At first I scoffed, but then I thought about it. It's true. Once you sign your publishing contract, the act of writing changes and shifts. It's still something I love, but now I feel like the level of expectancy is higher. Even (and maybe especially) for the manuscripts that haven't found a publishing home yet. There's a certain stress that comes with being officially official as a writer. I hardly mean to sound ungrateful. Believe me, I couldn't be more grateful! But that doesn't make anything I said untrue.

So, I'm going to listen to my body and try to push off the stress, both mental and physical. Hopefully my health and my writing will be better for it.

May 6, 2012

why i haven't been around as much...

This is what happened Thursday night:

Me: Lalalala. Oh wait? Why is my throat scratchy? And I have a sudden chill as if I'm feverish....

Flu: Hello.

Me: Nooooooo!

Flu: I'm here to stay for a while. So don't plan anything big. Like, getting out of bed. Or eating.

Me: *whimper*

Yes, this has been my life for a few days now. I was very surprised since I've been fortunate enough not to have the flu before (with the very notable exception of the Swine Flu). And because it's May, which is apparently the absolute latest in the flu season (of course).

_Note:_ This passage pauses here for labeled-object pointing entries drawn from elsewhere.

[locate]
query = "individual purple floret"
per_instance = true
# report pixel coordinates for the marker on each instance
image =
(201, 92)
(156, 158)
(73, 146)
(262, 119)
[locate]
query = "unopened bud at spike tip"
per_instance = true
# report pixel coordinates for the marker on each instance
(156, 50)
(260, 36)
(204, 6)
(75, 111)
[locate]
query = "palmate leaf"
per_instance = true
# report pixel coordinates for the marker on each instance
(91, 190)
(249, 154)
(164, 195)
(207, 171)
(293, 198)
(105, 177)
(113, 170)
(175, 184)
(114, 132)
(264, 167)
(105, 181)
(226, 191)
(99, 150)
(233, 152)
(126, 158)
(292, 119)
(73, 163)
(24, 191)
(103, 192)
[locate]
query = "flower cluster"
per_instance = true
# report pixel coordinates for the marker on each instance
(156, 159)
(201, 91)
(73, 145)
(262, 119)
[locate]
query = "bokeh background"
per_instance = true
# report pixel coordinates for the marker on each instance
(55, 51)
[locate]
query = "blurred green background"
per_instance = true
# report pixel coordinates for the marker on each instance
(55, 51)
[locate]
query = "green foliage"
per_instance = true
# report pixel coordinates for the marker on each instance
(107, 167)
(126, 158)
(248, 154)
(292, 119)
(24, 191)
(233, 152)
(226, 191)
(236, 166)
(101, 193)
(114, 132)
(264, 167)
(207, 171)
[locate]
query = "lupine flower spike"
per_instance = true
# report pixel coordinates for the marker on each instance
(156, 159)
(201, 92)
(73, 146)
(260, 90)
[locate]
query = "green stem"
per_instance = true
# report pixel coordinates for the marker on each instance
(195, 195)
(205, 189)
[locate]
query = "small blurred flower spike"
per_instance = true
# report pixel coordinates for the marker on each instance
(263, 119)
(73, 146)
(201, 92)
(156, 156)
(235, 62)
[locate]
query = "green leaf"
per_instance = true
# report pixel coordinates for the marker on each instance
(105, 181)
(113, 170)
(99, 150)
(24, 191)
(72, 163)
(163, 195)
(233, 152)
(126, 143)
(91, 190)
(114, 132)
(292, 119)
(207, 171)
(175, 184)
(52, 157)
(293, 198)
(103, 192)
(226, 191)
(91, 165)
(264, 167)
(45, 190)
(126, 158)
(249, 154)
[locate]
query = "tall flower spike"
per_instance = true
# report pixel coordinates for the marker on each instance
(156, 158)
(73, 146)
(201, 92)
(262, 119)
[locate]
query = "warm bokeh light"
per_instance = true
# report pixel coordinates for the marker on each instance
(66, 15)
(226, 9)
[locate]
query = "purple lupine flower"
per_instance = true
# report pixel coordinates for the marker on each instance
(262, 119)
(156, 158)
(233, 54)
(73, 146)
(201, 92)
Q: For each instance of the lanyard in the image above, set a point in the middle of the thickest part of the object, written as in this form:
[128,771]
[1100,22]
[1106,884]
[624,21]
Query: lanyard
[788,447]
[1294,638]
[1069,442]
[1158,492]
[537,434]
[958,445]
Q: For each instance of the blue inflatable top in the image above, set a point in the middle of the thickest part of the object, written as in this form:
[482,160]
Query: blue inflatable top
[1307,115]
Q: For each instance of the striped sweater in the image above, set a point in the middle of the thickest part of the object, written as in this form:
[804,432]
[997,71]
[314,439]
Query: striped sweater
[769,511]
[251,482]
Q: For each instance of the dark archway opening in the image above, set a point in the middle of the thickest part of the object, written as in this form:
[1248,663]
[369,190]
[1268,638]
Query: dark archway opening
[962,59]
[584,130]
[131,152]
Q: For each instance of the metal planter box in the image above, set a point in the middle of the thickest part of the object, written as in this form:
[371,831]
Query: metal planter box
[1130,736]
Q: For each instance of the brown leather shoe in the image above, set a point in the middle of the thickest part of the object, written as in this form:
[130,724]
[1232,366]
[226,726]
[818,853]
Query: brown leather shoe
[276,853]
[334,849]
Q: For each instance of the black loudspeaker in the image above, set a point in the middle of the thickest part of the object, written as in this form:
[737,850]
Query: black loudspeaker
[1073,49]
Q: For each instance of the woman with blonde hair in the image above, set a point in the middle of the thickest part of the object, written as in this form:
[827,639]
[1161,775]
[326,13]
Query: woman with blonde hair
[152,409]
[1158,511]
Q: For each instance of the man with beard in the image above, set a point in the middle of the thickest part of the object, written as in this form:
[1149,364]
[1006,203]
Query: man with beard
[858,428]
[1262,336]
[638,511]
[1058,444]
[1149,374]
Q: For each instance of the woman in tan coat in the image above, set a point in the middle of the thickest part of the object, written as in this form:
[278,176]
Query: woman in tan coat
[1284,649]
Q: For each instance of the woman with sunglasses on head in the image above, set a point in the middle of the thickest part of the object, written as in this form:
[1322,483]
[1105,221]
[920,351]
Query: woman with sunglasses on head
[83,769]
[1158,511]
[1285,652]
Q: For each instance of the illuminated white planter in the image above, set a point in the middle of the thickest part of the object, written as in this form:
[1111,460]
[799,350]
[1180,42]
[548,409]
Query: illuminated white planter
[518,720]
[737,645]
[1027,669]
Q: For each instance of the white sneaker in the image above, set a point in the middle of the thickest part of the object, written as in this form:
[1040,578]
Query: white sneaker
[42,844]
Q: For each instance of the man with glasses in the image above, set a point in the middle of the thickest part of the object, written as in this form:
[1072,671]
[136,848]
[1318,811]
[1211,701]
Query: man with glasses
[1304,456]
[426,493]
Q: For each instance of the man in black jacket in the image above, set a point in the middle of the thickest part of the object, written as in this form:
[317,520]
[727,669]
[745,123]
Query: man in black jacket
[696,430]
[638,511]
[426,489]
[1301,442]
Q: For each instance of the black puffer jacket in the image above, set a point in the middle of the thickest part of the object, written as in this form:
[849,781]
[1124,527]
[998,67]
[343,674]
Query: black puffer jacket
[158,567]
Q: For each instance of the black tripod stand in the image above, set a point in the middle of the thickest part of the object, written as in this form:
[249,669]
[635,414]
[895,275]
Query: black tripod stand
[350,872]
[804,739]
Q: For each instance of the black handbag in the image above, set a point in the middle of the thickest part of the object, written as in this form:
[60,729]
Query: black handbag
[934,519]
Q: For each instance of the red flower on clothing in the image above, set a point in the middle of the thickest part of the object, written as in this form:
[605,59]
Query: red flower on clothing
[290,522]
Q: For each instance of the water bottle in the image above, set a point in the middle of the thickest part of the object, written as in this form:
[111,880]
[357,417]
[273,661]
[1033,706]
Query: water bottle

Yuck. I'm going back to the couch now. See you guys when this thing blows over.

May 1, 2012

two things on a tuesday

1. A very big and wonderful and happy BOOK BIRTHDAY to my friend Wendy Higgins and her debut novel SWEET EVIL. Wendy and I both share an editor (the lovely, talented Alyson Day), and she has provided much moral support and even some beta-reads for me during my journey through the publishing process. I'm on my way to go pick up SWEET EVIL from my BN this afternoon when I finish my daily work allotment on Cutthroat Novel.

2. Some of my friends have been making lists of things that they've been thankful for over the past few days. I think this is a really amazing exercise to practice. Usually I only do it about once a year (read: Thanksgiving), but it's really helped me center in and focus on the little things that make life special even in the mundane of "everyday" life.

In the past week I've been thankful for:

-seeing a two bald eagles in the wild

-watching the sunset over the marsh

-drinking iced chai at Kudu with my husband

-having really amazing artist friends (see their art here and here and here)

-free BBQ

-Trader Joe's

-finding an entire cache of Anthropologie clothes at the thrift store for $4 a piece

-and of course, being able to write every single day!